L’ansia può manifestarsi inizialmente con una leggera irrequietezza. Il tuo corpo è in stato di allerta costante, anche se non sai dire bene il perché. Non c’è nulla di cui preoccuparsi… ma l’agitazione aumenta, riempie le tue notti di sonni agitati e risvegli improvvisi, ti toglie le energie, ti impedisce di concentrarti, ti rende più vulnerabile agli imprevisti.

A volte il respiro si fa corto, altre volte senti un nodo alla gola o un peso allo stomaco.
E quando tutto questo accade, ti dici che “è solo stress”.

Finché non arriva l’attacco di panico a mandare in pezzi le tue convinzioni.

L’allerta costante è anche un riflesso dello stress cronico che, come descritto anche in questo approfondimento della Harvard Medical School, attiva una risposta fisiologica continua, coinvolgendo il sistema nervoso autonomo. Quando questa condizione si protrae nel tempo, può generare conseguenze importanti sul piano fisico e psicologico.

Sintomi come quelli appena elencati non sono altro che messaggi.

Lo spiega bene il dottor Simone Ordine, psicologo e psicoterapeuta a Roma Prati nel suo articolo dedicato ai disturbi psicosomatici. Come evidenziato dal terapeuta, le malattie psicosomatiche non sono altro che il modo con cui mente e corpo lanciano segnali di avvertimento, invitandoci a prestare attenzione.

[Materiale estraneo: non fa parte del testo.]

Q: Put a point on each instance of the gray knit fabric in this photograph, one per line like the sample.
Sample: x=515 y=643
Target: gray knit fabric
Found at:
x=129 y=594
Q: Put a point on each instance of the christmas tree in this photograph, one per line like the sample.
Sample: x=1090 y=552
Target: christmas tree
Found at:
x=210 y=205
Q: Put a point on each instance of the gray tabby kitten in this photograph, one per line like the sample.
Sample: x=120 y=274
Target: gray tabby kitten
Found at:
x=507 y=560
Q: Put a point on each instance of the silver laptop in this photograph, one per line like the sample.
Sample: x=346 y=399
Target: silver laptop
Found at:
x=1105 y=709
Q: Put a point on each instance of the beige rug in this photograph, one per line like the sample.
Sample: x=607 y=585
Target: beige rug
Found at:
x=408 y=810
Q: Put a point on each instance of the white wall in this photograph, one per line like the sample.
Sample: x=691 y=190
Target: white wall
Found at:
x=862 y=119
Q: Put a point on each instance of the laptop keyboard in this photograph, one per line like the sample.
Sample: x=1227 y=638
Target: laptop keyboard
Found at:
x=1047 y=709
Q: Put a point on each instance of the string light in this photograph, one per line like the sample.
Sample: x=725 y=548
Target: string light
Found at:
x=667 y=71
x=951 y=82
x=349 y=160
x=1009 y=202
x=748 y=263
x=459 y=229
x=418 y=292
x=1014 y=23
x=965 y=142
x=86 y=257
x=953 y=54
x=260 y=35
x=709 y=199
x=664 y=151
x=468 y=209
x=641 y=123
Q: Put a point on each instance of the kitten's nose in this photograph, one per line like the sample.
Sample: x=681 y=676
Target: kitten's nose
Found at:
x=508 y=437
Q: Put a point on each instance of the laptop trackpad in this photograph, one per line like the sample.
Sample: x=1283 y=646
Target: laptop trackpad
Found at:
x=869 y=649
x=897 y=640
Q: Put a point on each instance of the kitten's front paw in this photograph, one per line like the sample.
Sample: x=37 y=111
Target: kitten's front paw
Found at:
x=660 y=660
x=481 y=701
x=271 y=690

Anziché fuggire, però, come quando sentiamo scattare un allarme, dovremmo fermarci. Più che girarci dall’altra parte, facendo finta di niente, dovremmo piuttosto metterci in ascolto per cogliere il significato di quel messaggio.

Ansia e stress. Il ruolo curativo della psicoterapia

Soltanto attraverso un ascolto profondo e rispettoso potremo cogliere il senso autentico di quelle parole non dette che il corpo ci grida attraverso il dolore, la tensione, il blocco e tutti i sintomi classici dell’ansia o dello stress cronico.

La psicoterapia offre uno spazio in cui tutto questo può avvenire.

Si tratta di uno spazio sicuro in cui ci si può finalmente fermare e prendersi del tempo per guardare oltre la superficie e immergersi nel proprio mondo interiore, per ascoltare l’ansia, accettarla e comprendere che sta lì per indicarci di cosa abbiamo realmente bisogno.

Stiamo parlando di un vero e proprio atto di rottura con la logica della performance.
Nel qui e ora della relazione terapeutica, infatti, non devi dimostrare nulla: non serve essere brillante, produttivo, perfetto, accettabile. Puoi semplicemente essere te stesso,  con le tue contraddizioni, le tue domande e le tue fragilità.

E sentirti accolto, senza giudizio.

È un percorso di ascolto, dove si impara a fare pace con le proprie emozioni, con la propria storia, con il proprio ritmo.
Come approfondito in diverse pagine del sito Psicoterapia Roma Prati, ritrovare sé stessi significa sottrarsi, almeno per un momento, all’alienazione della vita quotidiana, e aprire uno spazio di autenticità dove la vita possa tornare a essere sentita, e non solo attraversata.

Finalmente, si può tornare a sentire le proprie emozioni senza filtri, riconoscendo la loro voce senza giudicarla, così che diventino una guida preziosa nel processo di trasformazione personale.